Chapter 6. Scanning

Table of Contents

1. Scanning profiles
2. Attributes generation
2.1. Fixed
2.2. DocumentType
2.3. Incremented
3. Empty page detection
3.1. Attributes

Tahiti has wide support for scanning and supports desktop, mid-range and also hi-speed scanners. It is important to carefully prepare scanning process. Such process have to be cost/time efective. There are lot of different scenarios and Tahiti can be easily accomodated for such process. Scanning is often directly connect not only with the document digitalization but also with document identification - attaching document type, filling attributes and sending document to the document store.

Some of the possible scanning scenarios:

Used scenario depends on the type of the scanned documents, amount of documents and other conditions. It is also possible to use combination ot these methods.

Important part of the efective scanning process is to use predefined Section 1, “Scanning profiles”. These profiles are stored in stand-alone xml file which can be distributed to the users. Profiles can be also used to further automate document processing, set barcode recognition options and generation of attributes.

1. Scanning profiles

Scanning profiles are defined in the xml file. This file is part of the configuration and is called scans.xml.
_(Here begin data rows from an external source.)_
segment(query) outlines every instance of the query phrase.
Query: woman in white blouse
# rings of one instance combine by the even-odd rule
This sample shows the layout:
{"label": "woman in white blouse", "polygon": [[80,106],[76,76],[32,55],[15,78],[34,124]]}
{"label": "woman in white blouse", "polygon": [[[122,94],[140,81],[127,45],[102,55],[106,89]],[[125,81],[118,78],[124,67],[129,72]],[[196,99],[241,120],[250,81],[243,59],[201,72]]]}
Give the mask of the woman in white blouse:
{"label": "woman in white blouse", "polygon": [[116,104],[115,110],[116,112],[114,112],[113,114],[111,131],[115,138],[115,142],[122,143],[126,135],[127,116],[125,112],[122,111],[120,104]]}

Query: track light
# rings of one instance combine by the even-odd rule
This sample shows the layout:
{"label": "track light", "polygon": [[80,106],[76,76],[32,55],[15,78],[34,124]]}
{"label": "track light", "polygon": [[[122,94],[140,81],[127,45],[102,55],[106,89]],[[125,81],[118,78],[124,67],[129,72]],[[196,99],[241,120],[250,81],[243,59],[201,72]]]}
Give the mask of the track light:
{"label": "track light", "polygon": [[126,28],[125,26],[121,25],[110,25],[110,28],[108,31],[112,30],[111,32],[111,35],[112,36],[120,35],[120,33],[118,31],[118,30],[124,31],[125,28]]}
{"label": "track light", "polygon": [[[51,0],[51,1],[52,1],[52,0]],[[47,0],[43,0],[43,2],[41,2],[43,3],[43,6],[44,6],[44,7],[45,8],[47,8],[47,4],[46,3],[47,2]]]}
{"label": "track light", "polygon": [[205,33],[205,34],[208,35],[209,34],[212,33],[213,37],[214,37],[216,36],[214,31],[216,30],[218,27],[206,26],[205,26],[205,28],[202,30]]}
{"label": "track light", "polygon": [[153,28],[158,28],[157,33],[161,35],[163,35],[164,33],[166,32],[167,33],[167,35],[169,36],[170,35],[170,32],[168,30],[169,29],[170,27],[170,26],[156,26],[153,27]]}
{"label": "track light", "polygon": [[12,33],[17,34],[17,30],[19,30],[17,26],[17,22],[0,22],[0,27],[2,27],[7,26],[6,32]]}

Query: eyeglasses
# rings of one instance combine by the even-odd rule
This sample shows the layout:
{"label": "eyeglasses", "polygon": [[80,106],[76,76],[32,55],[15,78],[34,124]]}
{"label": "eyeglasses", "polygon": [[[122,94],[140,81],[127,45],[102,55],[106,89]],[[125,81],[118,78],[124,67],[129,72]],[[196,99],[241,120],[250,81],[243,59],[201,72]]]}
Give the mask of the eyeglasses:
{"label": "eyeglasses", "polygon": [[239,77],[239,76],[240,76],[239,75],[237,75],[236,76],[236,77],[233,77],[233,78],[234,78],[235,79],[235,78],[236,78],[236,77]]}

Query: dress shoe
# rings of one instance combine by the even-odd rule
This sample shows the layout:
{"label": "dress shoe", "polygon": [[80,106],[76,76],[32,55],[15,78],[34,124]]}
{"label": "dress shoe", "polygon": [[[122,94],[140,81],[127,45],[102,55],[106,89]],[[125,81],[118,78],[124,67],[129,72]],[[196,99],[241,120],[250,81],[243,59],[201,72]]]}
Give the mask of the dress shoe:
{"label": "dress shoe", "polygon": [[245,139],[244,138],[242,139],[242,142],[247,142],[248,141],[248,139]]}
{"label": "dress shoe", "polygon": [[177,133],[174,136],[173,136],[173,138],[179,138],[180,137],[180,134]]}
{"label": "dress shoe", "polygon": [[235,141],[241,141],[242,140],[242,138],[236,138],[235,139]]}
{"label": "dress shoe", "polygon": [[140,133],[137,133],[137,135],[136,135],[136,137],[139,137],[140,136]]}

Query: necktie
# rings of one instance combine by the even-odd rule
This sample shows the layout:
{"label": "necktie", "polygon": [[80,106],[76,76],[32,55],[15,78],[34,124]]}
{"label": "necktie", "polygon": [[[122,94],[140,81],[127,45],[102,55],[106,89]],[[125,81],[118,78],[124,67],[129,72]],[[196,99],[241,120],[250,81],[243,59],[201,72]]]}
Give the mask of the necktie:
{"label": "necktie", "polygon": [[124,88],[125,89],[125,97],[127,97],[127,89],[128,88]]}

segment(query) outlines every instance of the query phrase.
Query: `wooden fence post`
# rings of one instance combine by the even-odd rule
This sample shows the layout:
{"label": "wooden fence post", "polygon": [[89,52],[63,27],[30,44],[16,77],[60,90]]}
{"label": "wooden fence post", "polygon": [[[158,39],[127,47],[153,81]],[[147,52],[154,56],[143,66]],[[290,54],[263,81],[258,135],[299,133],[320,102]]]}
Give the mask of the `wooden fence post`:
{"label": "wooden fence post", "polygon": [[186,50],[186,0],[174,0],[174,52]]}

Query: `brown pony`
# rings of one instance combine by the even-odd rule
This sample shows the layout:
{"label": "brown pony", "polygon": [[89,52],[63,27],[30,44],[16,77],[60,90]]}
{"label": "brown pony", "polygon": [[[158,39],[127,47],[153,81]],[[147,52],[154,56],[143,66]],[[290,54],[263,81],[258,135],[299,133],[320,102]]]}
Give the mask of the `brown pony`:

File has to be in one of the following locations:

  • <tahiti-dir>/locale/<locale>/scans.xml

  • <tahiti-dir>/configs/<domain>/scans.xml

  • <repository>/<domain>/scans.xml

scans.xml can contain list of definitions common for all scanners and also individual list of definition for given scanner. Following example contains two profiles common for all scanners. First profile is called "ADF-gray-150" and second "Flat-Photo 9x13". Profile name should be short and easily understandable. E.g. First part of name in the example says if automatic document feeder (ADF) is used or flat scanner (Flat).

Example 6.1. scans.xml

<?xml version="1.0"?>
<scan_formats>
 <scanner ProductName="*">
  <format id="1" name="ADF-gray-150" 
          resolution="150" depth="8" 
          feeder="1" autofeed="1"
          duplex="0" 
          size_x="8.268" size_y="11.692"
          option="compression=30;" /> 
  <format id="2" name="Flat-Photo 9x13"
          resolution="300" depth="24"
          feeder="0" autofeed="0"
          duplex="0" 
          size_y="4.2" size_x="5.8" /> 
 </scanner>
</scan_formats>

There have to be root tag called <scan_formats>. This contains one or more tags called <scanner> each describing configuration for one scanner. Common configuration for all scanners is <scanner ProductName="*"> and each configuration file heve to contain such entry. There can be used name of the scanner instead of asterisk for individual scanner configuration.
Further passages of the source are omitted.